We spent a lot of time admiring the awesome artwork on all the cards. Most of the art was done by Mat Brinkman, but there’s also about a dozen other artists listed in the game credits. Each time we drew a card we'd show off the intense hellions and abominations at our disposal.

Zack: Insanity Demon. Strength of 12. Combat: Right before a fight, creatures in enemy squad break rank and attack each other withing squad. Remaining creatures fight Insanity Demon. So... that is happening.

Jason: I’m gonna conjure a Blood Boss.

Zack: Blood Boss. Nice. Gotta love the Blood Boss.

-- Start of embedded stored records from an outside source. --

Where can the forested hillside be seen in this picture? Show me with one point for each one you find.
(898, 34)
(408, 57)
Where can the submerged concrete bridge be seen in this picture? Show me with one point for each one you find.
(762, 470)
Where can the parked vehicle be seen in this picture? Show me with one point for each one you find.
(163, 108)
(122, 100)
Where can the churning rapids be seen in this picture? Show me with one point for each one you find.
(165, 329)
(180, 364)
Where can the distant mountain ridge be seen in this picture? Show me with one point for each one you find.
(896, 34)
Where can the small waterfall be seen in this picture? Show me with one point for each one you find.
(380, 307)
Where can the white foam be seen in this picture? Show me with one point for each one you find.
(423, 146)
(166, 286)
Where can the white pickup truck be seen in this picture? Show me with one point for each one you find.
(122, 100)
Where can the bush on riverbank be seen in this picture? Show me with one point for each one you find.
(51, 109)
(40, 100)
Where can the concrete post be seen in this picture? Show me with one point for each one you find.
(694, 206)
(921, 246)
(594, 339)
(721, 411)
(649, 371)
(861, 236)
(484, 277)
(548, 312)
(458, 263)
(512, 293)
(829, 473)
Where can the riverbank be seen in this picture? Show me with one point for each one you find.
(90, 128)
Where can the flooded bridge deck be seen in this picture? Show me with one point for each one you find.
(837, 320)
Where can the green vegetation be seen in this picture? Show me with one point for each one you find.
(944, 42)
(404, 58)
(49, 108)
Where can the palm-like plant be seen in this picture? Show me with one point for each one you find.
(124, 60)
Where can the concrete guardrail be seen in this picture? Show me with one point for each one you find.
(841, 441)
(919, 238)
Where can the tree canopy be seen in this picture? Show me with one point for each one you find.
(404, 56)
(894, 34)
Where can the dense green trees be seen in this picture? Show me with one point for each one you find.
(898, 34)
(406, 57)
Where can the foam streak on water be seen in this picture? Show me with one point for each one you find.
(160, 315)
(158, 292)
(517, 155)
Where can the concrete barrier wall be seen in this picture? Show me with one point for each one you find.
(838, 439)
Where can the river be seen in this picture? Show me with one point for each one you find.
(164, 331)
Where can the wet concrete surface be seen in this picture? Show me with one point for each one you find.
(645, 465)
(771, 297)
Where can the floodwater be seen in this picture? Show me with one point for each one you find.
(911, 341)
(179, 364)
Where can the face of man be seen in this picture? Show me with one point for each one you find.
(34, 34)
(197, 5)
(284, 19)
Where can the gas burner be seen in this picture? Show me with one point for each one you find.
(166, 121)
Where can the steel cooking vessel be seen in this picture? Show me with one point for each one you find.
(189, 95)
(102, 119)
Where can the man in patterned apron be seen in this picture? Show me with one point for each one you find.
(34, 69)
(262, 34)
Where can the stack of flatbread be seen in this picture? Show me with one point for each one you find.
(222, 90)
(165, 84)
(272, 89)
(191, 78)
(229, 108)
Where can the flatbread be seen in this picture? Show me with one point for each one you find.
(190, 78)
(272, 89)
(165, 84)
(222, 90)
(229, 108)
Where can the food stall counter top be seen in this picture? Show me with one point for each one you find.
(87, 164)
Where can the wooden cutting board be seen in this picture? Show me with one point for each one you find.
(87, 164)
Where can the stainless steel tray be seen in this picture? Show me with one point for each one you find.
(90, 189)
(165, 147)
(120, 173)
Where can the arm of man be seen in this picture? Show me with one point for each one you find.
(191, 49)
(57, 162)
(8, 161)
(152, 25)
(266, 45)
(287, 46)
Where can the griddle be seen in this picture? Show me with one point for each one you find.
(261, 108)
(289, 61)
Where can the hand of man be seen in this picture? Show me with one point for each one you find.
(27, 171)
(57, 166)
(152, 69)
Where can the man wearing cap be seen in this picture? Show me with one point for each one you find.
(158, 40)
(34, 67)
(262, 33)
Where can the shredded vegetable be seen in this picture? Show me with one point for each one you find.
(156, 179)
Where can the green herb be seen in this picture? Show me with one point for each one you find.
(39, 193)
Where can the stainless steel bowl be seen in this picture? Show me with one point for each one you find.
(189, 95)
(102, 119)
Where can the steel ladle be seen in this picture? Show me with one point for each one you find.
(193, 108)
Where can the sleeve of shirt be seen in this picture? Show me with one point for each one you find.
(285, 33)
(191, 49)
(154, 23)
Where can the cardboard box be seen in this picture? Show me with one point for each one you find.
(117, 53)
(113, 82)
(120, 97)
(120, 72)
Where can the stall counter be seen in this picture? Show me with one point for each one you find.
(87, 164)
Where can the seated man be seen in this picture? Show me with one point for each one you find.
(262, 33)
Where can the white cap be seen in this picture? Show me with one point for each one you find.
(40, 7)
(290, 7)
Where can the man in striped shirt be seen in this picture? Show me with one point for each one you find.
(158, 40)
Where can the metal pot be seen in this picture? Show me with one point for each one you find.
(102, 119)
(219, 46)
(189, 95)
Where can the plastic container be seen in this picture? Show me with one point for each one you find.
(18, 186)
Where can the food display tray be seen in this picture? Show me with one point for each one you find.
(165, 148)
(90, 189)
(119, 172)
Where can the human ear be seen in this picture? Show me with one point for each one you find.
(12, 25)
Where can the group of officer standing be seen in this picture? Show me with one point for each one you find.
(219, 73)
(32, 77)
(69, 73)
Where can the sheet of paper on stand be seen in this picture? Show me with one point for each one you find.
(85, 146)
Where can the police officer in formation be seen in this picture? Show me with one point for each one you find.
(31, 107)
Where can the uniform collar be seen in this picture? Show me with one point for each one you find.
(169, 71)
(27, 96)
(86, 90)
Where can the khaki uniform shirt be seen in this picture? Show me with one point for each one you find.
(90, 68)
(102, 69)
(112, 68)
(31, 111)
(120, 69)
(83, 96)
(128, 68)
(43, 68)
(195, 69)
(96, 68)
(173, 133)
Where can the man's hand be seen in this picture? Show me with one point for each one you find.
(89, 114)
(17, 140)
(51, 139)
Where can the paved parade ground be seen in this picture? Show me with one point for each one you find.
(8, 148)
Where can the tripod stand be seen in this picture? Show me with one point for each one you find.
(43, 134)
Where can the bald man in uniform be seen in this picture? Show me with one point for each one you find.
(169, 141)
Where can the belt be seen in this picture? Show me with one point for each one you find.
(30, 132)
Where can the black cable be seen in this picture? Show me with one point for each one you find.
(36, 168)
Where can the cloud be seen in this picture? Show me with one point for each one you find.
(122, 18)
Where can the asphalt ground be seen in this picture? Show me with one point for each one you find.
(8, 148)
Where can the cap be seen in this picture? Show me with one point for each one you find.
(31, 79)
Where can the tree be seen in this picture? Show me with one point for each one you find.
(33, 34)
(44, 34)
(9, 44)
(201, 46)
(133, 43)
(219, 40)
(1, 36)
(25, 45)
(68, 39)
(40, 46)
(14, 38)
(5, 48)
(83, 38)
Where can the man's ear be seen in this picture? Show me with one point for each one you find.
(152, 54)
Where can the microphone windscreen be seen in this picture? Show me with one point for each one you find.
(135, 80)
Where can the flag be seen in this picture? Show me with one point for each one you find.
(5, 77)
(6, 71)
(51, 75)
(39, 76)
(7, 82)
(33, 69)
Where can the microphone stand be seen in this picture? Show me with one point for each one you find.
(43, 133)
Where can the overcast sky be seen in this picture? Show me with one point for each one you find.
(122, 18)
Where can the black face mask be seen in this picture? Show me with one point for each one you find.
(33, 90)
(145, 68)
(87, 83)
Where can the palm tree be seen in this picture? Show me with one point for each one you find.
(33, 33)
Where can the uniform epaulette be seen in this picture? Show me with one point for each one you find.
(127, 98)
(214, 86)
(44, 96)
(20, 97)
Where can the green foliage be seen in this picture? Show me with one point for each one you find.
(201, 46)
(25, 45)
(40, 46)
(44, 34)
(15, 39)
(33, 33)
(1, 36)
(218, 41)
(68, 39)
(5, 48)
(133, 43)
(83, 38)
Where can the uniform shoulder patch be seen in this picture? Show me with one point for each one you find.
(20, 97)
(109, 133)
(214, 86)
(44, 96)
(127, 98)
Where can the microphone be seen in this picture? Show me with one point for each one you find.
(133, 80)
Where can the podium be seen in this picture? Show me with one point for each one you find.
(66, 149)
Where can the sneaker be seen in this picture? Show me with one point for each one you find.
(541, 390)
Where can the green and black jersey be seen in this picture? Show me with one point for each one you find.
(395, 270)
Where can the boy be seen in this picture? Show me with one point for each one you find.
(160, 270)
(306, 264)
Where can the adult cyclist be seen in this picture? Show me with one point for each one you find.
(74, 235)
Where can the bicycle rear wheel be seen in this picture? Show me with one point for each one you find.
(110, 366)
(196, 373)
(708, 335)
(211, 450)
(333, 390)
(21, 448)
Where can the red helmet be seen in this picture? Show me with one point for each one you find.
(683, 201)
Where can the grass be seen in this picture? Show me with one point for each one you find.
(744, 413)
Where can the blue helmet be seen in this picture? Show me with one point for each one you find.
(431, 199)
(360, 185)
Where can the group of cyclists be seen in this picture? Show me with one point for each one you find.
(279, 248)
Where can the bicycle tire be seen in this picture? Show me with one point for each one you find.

Farel: Blood Boss? Ooh boy.

“Oh man Dexterous Decapitator.”

 

"Whoa dude check out this Bat Web. If Bat Web is killed, enemy must fight Bat Web again at double its strength."

 

"Armored Gas."

After an hour or so we started to understand how the game works and we were having fun. We started building up our squads of demons and minions, equipping them with devastating weapons (Hell Hammer, Diamond Shield) and spells.

Now we were about halfway through the game. The game has a cool built-in timer that leads to an endgame scenario. Every time you invoke a creature out of gore, metal or shadowflame, you are messing with dark forces from the pit and the Blood Eye token advances one space forward around the board. When it reaches the end of the track, the ultimate evil emerges from the pit and hopefully you're strong enough at that point to deal with it. There's also a halfway point where the Evil Awakening is revealed but hasn't fully woken up yet, so you can adjust your strategies at that point to prepare for the final battle. There are a number of endgame scenarios which are picked at random: Pit of Infinite Shadow, Darkest Evil Bitch, Evil Black Old Goat, Darkest Statue of Death, or Eternal Evil Emperor.

We drew the Darkest Evil Bitch:

An Ancient Mother of a million murders, this Serpent Demon is unborn from an egg fertilized by Shadow Lords and delights in using her knowledge of the blackest arts for insidious assaults.

One-by-one she targets each Necromancer squad, starting with the weakest, and combats them. It's basically one on one combat. Your other squads: "are enchanted by the strange and horrific beauty of the Bitch and refuse to fight her."

So we got our butts kicked. No one won, everybody died. I think what happened is once the game got real we all focused on building our squads and strength, but we waited to long before attacking other players. We were too timid, afraid to go into battle against our opponents increasingly intimidating squads. In gamer lingo this is known as 'turtling'.

Farel was one of the first to stray far from his lair and one of his squads got annihilated by a wandering demon. I was the first to attack another player. Zack’s Insanity Demon was terrifying to face in close combat, but I had some ranged weapons and destroyed it from a distance. For the next game I think we need to start out more aggressive because it'll actually be faster to gain resources and weapons by simply collecting them from your defeated opponents. I suspect this is the only way to prepare for the Evil Awakening.

I haven't really gone into detail on all the combat mechanics, event cards, excavating new passages in the cave, but I can say all those elements seem really well thought out and tested. Once the game gets going I realized that it feels just like entering a Mat Brinkman comic. You get to be a demonic Necromancer stalking the caverns and catacombs of much darker Multiforce, with endless possibilities and hundreds of characters to encounter. When you're just looking at the box and you haven't experienced the game, I can see some people hesitating at the $70 price tag. But consider what you would pay for a new Mat Brinkman book combined with what you'd pay for a new PS3 game. Also the game itself is limited to 500 copies. I recommend picking one up before it sells out.

Thanks to Tim Goodyear and The Bad Apple for hosting this fine night of gaming. Would Necromance again!